Simon is organising the We Are Men United event at Stoke City’s bet365 Stadium football ground (Picture: We Are Men United / YouTube)
“Chuck in a couple of police sieges, more violence, and many threats on my life, from the drug gangs I’d robbed or upset. Life seemed great to me – I loved it!”
But the thrill of crime and police chases turned nasty when drugs began to grip Simon’s life.
“I discovered crack cocaine – that is when my life got really dysfunctional,” he admits.
“I had to move up a step with the madness, which eventually led to me facing a life sen-
tence in jail with a minimum of six years.”
Simon’s path to destruction was largely provoked from a childhood of abuse, spending most of his young life in the care system.
“My earliest memory is abuse,” he said.
“I remember going from several children’s homes to various foster parents. Later in life I found out I had 25 placements in my care order, 18 of those were before I was six.
“I was abused, I was scared, I was lonely and by the age of six I hated the world and did not trust anyone.
This feeling of loneliness was to become so deep that it over took my whole life.”
When Simon began his life sentence, even prison couldn’t stop him from feeding his drug addiction.
Life was at an all-time low for Simon, but then God stepped in
“My head was messed up, but I had more in me yet… more wheeling, dealing and drug-taking. Now I was addicted to medication on a massive scale and with that came more violence.
“Two-and-a-half years into this sentence I couldn’t cope any more. My relationship had broken down, I wasn’t seeing my daughter and I was heavily addicted to prescription drugs.”
It was at this point Simon came to the conclusion that the only way out was to end his life.
“After taking packets of paracetamol and other pain killers and writing letters to my loved ones, I awoke to spewing up,” he said.

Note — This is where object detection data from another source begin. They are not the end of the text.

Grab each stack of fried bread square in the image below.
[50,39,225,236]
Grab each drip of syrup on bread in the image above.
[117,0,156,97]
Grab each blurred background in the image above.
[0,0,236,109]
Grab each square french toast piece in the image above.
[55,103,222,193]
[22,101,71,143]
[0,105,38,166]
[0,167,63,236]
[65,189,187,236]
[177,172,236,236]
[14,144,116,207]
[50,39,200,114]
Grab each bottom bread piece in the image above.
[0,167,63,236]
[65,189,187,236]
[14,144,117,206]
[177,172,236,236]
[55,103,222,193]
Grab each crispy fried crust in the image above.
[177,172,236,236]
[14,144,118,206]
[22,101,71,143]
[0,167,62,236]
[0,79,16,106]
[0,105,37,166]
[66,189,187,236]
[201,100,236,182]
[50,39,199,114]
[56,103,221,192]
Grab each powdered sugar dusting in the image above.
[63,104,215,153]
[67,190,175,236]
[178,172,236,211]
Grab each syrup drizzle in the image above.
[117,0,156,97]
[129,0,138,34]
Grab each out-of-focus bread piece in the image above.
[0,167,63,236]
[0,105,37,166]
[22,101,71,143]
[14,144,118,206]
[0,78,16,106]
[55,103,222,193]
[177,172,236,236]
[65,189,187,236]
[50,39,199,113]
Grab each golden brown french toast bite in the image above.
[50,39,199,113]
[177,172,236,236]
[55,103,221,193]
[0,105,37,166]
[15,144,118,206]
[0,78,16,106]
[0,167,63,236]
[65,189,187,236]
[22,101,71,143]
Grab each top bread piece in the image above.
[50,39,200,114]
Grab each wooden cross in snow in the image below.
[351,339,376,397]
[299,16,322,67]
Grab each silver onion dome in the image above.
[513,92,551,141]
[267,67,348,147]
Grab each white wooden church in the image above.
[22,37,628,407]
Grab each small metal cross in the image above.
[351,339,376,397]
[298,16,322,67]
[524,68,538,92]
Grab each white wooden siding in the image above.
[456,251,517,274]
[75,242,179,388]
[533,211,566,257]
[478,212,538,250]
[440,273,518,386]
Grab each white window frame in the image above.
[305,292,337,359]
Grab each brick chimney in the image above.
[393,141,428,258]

“This was not the plan. I was rushed to hospital, cuffed up to the prison officers and in a bad way. The events after this were so mad that I look back now and can see the Holy Spirit at work.”
Life was at an all-time low for Simon, but then God stepped in. He was transferred to Dovegate Prison near to Uttoxeter, Staffordshire, where he ended up sharing a cell with a born-again Christian.
He said: “When I went into cell 15, it was like walking into a church with Bibles and crosses. My head was spinning. I was thinking what’s this? There were 1,100 prisoners in that prison; over 700 cells and I end up in this one. Then in walks a man: ‘Hello, my name’s Darren, I’m a born-again Christian. Do you want me to pack all this stuff away?’”
Simon was instantly struck by Darren’s humility and on September 18, 2009 at 10.30pm in cell 15 of HMP Dovegate, Darren led Simon in a prayer of salvation.
With an instant passion to share his newfound belief with others, Simon became an unlikely evangelist whilst behind bars and would preach the gospel and pray for other inmates.
When his sentence finally ended in 2009, he started Walk Ministries, a charity helping former inmates and drug addicts find employment, receive discipleship and other practical help. The team trains men in various trades and runs their own business ‘Cornerstone’, which gives the workers experience.